Finn spürte, wie seine Handflächen feucht wurden. Was hatte er sich nur dabei gedacht? Er konnte sich nicht an seinem ersten Tag schon Ärger einhandeln.
«Ich wollte nur sagen…» begann er, nicht sicher, wie er den Satz beenden sollte.
In diesem Moment ertönte eine neue Stimme hinter den älteren Jungen.
«Beruhige dich, Leon. Er ist neu hier. Woher soll er wissen, dass du der selbsternannte König des Schulhofs bist?»
Ein schlanker Junge mit dunklen, lockigen Haaren und einer altmodischen Kamera um den Hals trat neben Maja. Er sprach mit einer solchen Gelassenheit, dass Leon überrascht zu sein schien.
«Fischer», knurrte Leon. «Immer noch mit deiner Steinzeit-Kamera unterwegs?»
«Immer noch mit deinem Steinzeit-Gehirn unterwegs?», entgegnete der Junge mit der Kamera, aber so leise, dass nur Finn, Maja und Stefan es hören konnten.
«Das reicht für heute», sagte eine Frau, die plötzlich hinter ihnen stand. Es war Frau Wagner, die Kunstlehrerin, die Finn heute Morgen kurz gesehen hatte. «Leon, du und deine Freunde geht bitte in euren Pausenbereich.»
Die Jungen zogen murmelnd ab, nicht ohne Leon noch einen bösen Blick auf Maja und den Jungen mit der Kamera werfen zu lassen.
«Alles in Ordnung, Maja?», fragte Frau Wagner.
Das rothaarige Mädchen nickte. «Danke, Mama.»
Die Lehrerin war ihre Mutter? Finn war überrascht.
«Danke, Noah», fügte Frau Wagner hinzu und tätschelte dem Jungen mit der Kamera die Schulter. Dann ging sie den Flur hinunter.
«Danke für die Hilfe», sagte Maja und schaute zu Finn. Aus der Nähe sah er, dass ihre Augen nicht braun waren, wie er zuerst gedacht hatte, sondern von einem ungewöhnlichen Bernsteinton. «Das war mutig, besonders für jemanden, der neu ist.»
Finn zuckte mit den Schultern, plötzlich verlegen. «Ich mag keine Typen, die andere herumschubsen, nur weil sie können.»
«Ich bin Noah», sagte der Junge mit der Kamera und streckte Finn die Hand entgegen. «Und das ist Maja. Sie zeichnet die besten Comics in ganz Nebelrode.»
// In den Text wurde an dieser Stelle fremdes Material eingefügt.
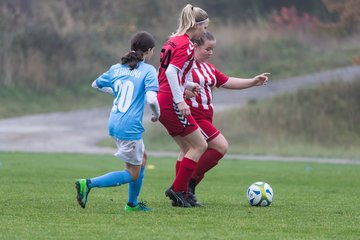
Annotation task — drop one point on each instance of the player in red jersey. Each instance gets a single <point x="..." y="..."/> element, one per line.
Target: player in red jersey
<point x="175" y="64"/>
<point x="208" y="77"/>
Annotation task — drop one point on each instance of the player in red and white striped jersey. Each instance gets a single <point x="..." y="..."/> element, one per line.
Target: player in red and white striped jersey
<point x="175" y="63"/>
<point x="208" y="77"/>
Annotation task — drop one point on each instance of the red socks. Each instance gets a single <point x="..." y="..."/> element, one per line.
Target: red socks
<point x="206" y="162"/>
<point x="185" y="169"/>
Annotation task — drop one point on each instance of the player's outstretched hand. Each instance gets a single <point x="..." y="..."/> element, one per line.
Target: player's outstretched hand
<point x="261" y="79"/>
<point x="154" y="119"/>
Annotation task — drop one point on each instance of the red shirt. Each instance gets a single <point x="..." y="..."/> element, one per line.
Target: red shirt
<point x="177" y="51"/>
<point x="208" y="77"/>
«Finn», antwortete er und schüttelte Noahs Hand. «Sind Comics der Grund, warum sie dich ärgern?», fragte er Maja.
Sie nickte.
«Das und die Tatsache, dass ich mit Leonie befreundet bin.» Sie deutete zum Ende des Flurs, wo ein Mädchen mit langen, blonden Zöpfen stand und ihr Mathebuch studierte. «Leons Schwester.»
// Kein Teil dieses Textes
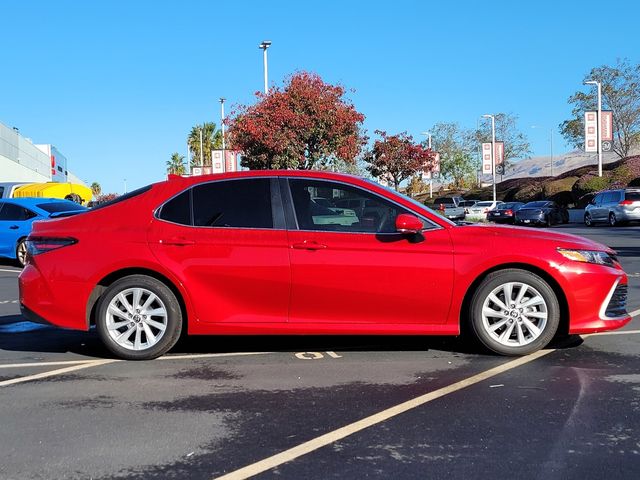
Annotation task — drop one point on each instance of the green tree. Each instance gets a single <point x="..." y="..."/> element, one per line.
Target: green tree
<point x="516" y="143"/>
<point x="96" y="189"/>
<point x="621" y="94"/>
<point x="176" y="164"/>
<point x="211" y="140"/>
«Die beiden verstehen sich nicht so gut», erklärte Noah mit einem schiefen Lächeln.
Die Pausenglocke läutete, und die Schüler strömten zurück in die Klassenzimmer. Stefan, der die ganze Zeit schweigend neben Finn gestanden hatte, zupfte an seinem Ärmel.
«Wir sollten uns beeilen», sagte er. «Wir haben jetzt Geschichte bei Herrn Fischer.»
«Fischer? Wie Noah?», fragte Finn.
Noah lachte. «Mein Opa. Sei nett zu ihm, er vergisst manchmal Namen oder Daten, aber er kennt mehr über die Geschichte von Nebelrode als jeder andere.»
Als sie sich auf den Weg zum Klassenzimmer machten, drehte Maja sich noch einmal zu Finn um.
«Hast du nach der Schule schon was vor?», fragte sie.
Finn schüttelte den Kopf.
«Wir treffen uns immer am alten Baum am Waldrand. Wenn du willst, kannst du mitkommen.» Sie lächelte. Es war das erste richtige Lächeln, das er heute gesehen hatte, und es erhellte ihr ganzes Gesicht.
Und zum ersten Mal, seit er in Nebelrode angekommen war, dachte Finn, dass es hier vielleicht doch nicht so langweilig werden würde, wie er befürchtet hatte.